Why we give Pakistan even a dime of foreign aid to prop them up is beyond me.
These are the situations that the Founding Fathers were concerned about
happening and that is why they added the "Establishment Clause" to
prevent the Government from being the designated religion of the Nation.
Liberals demand we keep religion out of their government but they have NO
problem forcing their government onto and into religion! This article and the
study referenced accurately points out examples.
Life, Liberty and the pursuit of happiness. Who doesn't want that. Religion
is what you do religiously.
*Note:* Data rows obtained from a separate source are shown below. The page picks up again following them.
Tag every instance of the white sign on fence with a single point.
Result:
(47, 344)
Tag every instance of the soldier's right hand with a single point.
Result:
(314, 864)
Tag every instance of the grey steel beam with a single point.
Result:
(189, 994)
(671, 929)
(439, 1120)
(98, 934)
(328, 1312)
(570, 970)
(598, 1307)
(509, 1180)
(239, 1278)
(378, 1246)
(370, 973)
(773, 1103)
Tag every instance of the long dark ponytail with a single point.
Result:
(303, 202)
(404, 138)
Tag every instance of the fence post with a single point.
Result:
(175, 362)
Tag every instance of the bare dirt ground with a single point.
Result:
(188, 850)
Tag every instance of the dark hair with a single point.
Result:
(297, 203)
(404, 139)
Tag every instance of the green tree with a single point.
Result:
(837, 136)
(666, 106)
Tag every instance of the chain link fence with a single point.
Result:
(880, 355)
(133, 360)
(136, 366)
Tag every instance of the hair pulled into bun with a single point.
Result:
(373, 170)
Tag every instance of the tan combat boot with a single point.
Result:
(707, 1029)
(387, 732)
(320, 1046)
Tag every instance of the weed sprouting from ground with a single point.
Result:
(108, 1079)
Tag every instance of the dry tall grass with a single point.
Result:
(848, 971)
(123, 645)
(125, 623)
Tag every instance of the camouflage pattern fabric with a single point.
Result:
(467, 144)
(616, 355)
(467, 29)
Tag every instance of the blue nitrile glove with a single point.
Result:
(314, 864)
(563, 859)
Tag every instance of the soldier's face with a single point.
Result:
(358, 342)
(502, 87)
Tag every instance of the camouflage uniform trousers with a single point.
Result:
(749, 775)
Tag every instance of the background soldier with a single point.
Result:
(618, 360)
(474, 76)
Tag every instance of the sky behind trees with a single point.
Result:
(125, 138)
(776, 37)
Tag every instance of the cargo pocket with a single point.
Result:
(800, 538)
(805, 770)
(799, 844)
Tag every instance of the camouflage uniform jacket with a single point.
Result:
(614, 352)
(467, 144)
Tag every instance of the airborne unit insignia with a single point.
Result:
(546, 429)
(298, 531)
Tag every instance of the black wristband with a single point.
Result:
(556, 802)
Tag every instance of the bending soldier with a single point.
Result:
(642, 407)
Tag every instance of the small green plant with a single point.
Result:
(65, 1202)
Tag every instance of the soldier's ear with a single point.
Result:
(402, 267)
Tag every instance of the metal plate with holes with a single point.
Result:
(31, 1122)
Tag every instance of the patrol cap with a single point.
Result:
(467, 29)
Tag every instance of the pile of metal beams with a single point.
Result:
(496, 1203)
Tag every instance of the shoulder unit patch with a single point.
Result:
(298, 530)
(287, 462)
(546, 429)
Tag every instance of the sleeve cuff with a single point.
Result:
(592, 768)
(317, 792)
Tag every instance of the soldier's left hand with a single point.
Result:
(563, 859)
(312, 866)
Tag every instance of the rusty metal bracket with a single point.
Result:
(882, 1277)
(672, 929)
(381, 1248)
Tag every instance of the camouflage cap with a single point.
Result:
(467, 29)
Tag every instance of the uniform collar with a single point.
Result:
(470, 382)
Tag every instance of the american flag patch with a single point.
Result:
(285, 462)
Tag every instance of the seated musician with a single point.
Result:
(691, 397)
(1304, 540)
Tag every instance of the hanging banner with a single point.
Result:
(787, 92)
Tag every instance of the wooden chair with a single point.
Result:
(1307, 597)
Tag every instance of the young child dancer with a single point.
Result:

What would I die for?
A more accurate headline, IMVHO, would be: Religions across the world are
feeling back lash from their over reaching into political and public policies
and trying to force their beliefs on others.
"...There is no concept of separation of church and state in Islamic
tradition...".Only in Islamic tradition?
There often seems to be a divide here in America between those who think there
should be a separation of church and state and those who think that separation
should not exist.As one who supports the separation, I do it from a
standpoint informed by many of the issues found in the Pew study.When religion and government are too closely intertwined, it results not only
in religion controlling the government, but in government controlling
religion.When we carve out legal exceptions based on religion, the
right of individuals to fully practice their religion is infringed.Whether laws are based on Sharia, Christianity, Judaism, or Buddhism, some one
is going to get shut out and have their right to worship limited.